The federal government selects candidates for high-level positions in the executive branch and in the judiciary in one of two ways: Senate confirmation or recess appointment.

The Constitution’s Appointments Clause stipulates,

“The President…shall nominate, and by and with the Advice and Consent of the Senate, shall appoint…Judges of the supreme Court, and all other Officers of the United States, when Appointments are not herein otherwise provided for, and which shall be established by Law.”

— ARTICLE II, SECTION 2, CLAUSE 2

The Constitution’s Recess Appointments Clause empowers the president to fill high-level positions in the executive branch and in the judiciary temporarily without Senate approval.

“The President shall have Power to fill up all Vacancies that may happen during the Recess of the Senate, by granting Commissions which shall expire at the End of their next session”

— ARTICLE II, SECTION 2, CLAUSE 3

Both ways of selecting high-level candidates for executive and judicial positions require the president and the Senate to act jointly. Senate confirmation requires senators to approve the president’s nominees. Recess appointment requires the Senate to adjourn for a sufficient period of time for the president to fill vacancies temporarily.

Both approaches also present Senate majorities and presidents with challenges to their confirming more nominees and making recess appointments. Senate confirmation gives a minority of senators an opportunity to slow down the confirmation process by filibustering (or threatening to filibuster) presidential nominees. Such obstruction forces Senate majorities to use the time-consuming cloture process to schedule up-or-down confirmation votes for nominees. Minority obstruction (or threats to obstruct) therefore limits the number of presidential nominations that the Senate can approve in a two-year period.

Recess appointment similarly requires senators to act prior to the president filling vacancies temporarily. In this case, senators must first vote to adjourn the Senate instead of voting to confirm the president’s nominees. The Constitution requires that the House of Representatives first consent to the Senate adjourning for more than three days. The Adjournment Clause stipulates,

“Neither House, during the Session of Congress, shall, without the Consent of the other, adjourn for more than three days, nor to any other Place than that in which the two Houses shall be sitting.”

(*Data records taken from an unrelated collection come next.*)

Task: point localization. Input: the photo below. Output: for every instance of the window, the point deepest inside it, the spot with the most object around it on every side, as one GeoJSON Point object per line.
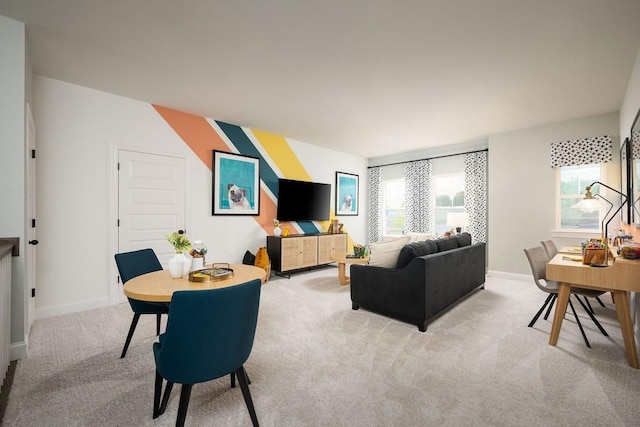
{"type": "Point", "coordinates": [449, 195]}
{"type": "Point", "coordinates": [394, 206]}
{"type": "Point", "coordinates": [571, 187]}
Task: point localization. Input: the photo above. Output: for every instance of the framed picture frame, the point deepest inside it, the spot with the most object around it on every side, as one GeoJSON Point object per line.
{"type": "Point", "coordinates": [236, 184]}
{"type": "Point", "coordinates": [347, 194]}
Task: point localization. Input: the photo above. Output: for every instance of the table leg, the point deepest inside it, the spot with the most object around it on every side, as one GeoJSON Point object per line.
{"type": "Point", "coordinates": [624, 317]}
{"type": "Point", "coordinates": [342, 274]}
{"type": "Point", "coordinates": [561, 308]}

— ARTICLE I, SECTION 5, CLAUSE 4.

In 2014, the Supreme Court expanded the three-day threshold to ten days for recess appointments made during an intra-session recess of the Senate (i.e., recesses that occur entirely within a single year during a particular Congress’s two-year existence). According to the Court’s opinion in National Labor Relations Board v. Noel Canning et al.

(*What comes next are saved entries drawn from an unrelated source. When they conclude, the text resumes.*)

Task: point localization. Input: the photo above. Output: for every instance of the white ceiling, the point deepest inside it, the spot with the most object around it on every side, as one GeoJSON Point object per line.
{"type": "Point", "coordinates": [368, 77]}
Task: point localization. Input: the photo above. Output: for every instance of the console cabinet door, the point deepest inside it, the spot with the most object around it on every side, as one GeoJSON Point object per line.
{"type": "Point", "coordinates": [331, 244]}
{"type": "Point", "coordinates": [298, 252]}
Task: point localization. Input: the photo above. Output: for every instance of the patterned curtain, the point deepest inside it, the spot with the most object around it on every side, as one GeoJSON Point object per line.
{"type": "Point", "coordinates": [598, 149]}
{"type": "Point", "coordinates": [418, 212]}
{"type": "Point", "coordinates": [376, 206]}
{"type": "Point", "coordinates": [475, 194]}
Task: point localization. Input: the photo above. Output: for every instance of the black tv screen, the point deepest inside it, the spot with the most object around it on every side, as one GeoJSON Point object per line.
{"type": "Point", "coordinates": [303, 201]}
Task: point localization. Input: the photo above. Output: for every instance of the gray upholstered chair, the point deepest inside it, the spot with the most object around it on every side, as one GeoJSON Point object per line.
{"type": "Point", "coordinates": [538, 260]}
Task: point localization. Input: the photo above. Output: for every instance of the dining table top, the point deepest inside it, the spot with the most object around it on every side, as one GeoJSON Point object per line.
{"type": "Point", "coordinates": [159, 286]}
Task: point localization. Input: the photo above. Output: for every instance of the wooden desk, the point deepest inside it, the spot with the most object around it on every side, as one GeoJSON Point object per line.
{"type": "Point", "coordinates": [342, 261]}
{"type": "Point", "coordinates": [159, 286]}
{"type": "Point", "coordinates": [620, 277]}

“In light of historical practice, a recess of more than 3 days but less than 10 days is presumptively too short to fall within the [Recess Appointments] Clause. The word “presumptively” leaves open the possibility that a very unusual circumstance could demand the exercise of the recess-appointment power during a shorter break.”

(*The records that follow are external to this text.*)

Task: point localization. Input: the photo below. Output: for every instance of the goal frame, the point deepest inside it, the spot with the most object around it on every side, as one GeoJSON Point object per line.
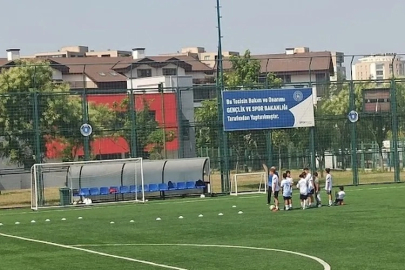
{"type": "Point", "coordinates": [35, 171]}
{"type": "Point", "coordinates": [262, 188]}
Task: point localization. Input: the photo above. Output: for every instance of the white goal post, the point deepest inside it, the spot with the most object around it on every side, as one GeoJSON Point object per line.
{"type": "Point", "coordinates": [102, 181]}
{"type": "Point", "coordinates": [249, 183]}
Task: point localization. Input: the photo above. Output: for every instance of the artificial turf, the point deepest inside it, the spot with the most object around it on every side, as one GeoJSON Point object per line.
{"type": "Point", "coordinates": [366, 233]}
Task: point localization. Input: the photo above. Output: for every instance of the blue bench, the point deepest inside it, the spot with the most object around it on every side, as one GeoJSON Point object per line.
{"type": "Point", "coordinates": [148, 188]}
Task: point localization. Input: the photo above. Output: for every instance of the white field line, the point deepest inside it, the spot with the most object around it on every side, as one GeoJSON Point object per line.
{"type": "Point", "coordinates": [91, 251]}
{"type": "Point", "coordinates": [129, 204]}
{"type": "Point", "coordinates": [173, 202]}
{"type": "Point", "coordinates": [325, 265]}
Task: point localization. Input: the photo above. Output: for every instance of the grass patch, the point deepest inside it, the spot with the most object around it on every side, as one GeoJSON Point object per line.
{"type": "Point", "coordinates": [364, 234]}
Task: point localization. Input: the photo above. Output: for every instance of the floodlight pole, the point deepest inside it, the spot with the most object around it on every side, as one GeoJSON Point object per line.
{"type": "Point", "coordinates": [353, 131]}
{"type": "Point", "coordinates": [223, 139]}
{"type": "Point", "coordinates": [393, 96]}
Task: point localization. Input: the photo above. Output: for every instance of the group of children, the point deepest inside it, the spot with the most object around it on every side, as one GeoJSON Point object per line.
{"type": "Point", "coordinates": [308, 185]}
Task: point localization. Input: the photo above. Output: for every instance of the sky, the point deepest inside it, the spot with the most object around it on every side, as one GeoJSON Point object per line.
{"type": "Point", "coordinates": [164, 26]}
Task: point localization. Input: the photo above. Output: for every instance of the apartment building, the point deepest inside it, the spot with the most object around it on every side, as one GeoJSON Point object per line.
{"type": "Point", "coordinates": [378, 67]}
{"type": "Point", "coordinates": [208, 58]}
{"type": "Point", "coordinates": [298, 67]}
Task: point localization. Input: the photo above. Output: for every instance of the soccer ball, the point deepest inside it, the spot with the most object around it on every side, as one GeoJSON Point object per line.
{"type": "Point", "coordinates": [87, 201]}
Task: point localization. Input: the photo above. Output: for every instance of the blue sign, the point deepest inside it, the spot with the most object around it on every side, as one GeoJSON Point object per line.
{"type": "Point", "coordinates": [268, 109]}
{"type": "Point", "coordinates": [353, 116]}
{"type": "Point", "coordinates": [86, 130]}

— NATIONAL LABOR RELATIONS BOARD V. NOEL CANNING ET AL. 573 U.S. 513, 3.

The Constitution’s requirement that the House approve the Senate’s adjourning for more than three days and the Supreme Court’s ruling in National Labor Relations Board v. Noel Canning et al. likely limits presidents’ ability to make recess appointments in periods of divided government. For example, the Democratic-controlled House is unlikely to approve a request by Senate Republicans to adjourn for more than ten days so that President Trump can make recess appointments.